La mia precedente esperienza di servizio era stata di aiuto ai capi dei lupetti: un anno a organizzare giochi, uscite e campi di varia lunghezza per 30 bambini urlanti. Un servizio intenso e faticoso ma con il vantaggio di avere sempre delle istruzioni chiare: pensa a questo, organizza quello, occupati di quest’altra cosa. Insomma, ero chiamato a fare. A Fede e Luce per tanto tempo non capii qual era la chiamata. Mi parlarono di amicizia, costruire legami e stare insieme ma poi ogni volta le casette mi lasciavano un vago senso di frustrazione: che avevamo fatto di utile quel giorno? Quando le avevo fatte le mie due buone azioni in quella manciata di ore che avevo spensieratamente passato a mangiare e cantare?

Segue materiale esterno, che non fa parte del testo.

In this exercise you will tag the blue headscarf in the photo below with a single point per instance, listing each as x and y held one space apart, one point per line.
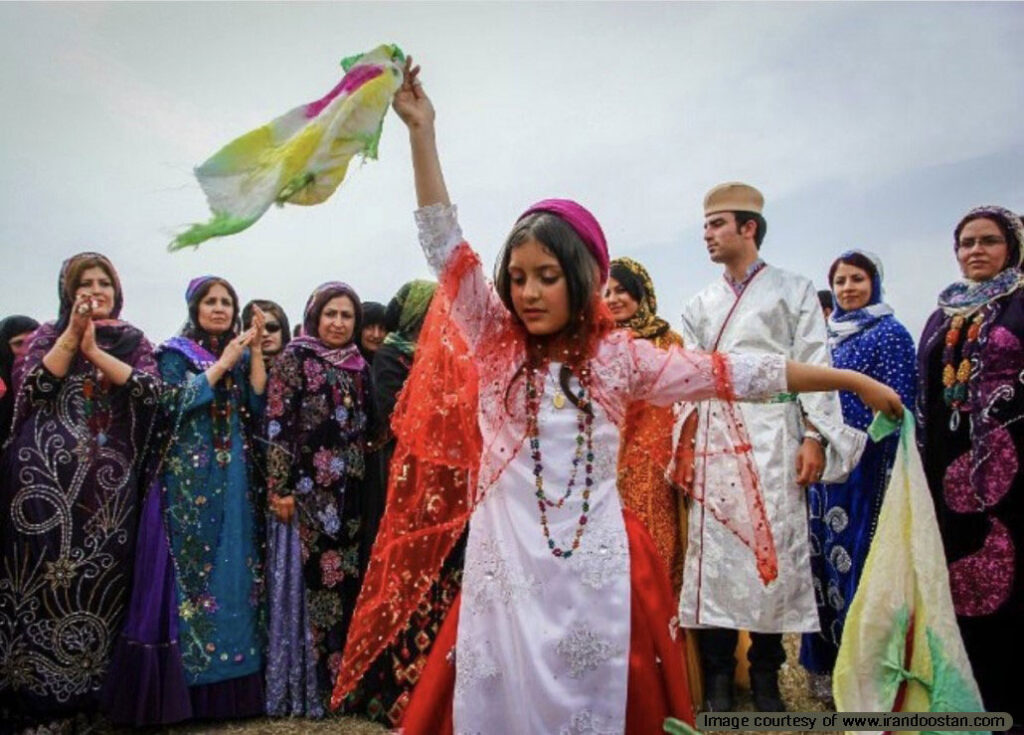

A 20 anni conclusi il mio percorso scout con la cerimonia della Partenza: questa è sostanzialmente la presa di consapevolezza del singolo di essere in grado di proseguire il proprio cammino nella società da soli, manifestando nella vita di tutti i giorni lo stile maturato tramite l’esperienza scout. Fu il momento in cui smisi di fare gli scout e cominciai ad essere scout. Nel corso di quella cerimonia presentai alla comunità alcune scelte significative della mia vita effettuate alla luce degli insegnamenti della legge e promessa scout. Come scelta di servizio indicai Fede e Luce, perché è grazie a questa esperienza che scoprii la cosa più importante del servizio: è più importante esserci per qualcuno piuttosto che fare qualcosa per lui.
Non so dire di preciso quando e come sia arrivata questa svolta per me (a 20 anni quando presi la Partenza la intuivo ma non la capivo e accettavo fino in fondo). Non so se sia stato merito di una casetta particolarmente sentita o qualche ora illuminante passata insieme a qualche ragazzo, di parole sagge di un genitore o di discussioni accese con qualche amico. So solo che nel corso degli ultimi 15 anni di pizze, casette e pellegrinaggi ho cominciato a fare sempre di meno e ad essere sempre di più: essere amico, essere al servizio, esserci tutto quanto più possibile. Ogni tanto mi capita ancora di sentire quella vaga frustrazione che viscidamente si insinua tra i miei pensieri e mi sussurra all’orecchio: «non fai abbastanza». In quei momenti mi fermo un attimo e guardo i presenti: facendo questo mi tranquillizzo e mi ricordo che se io ci sono e gli altri ci sono, il più è fatto.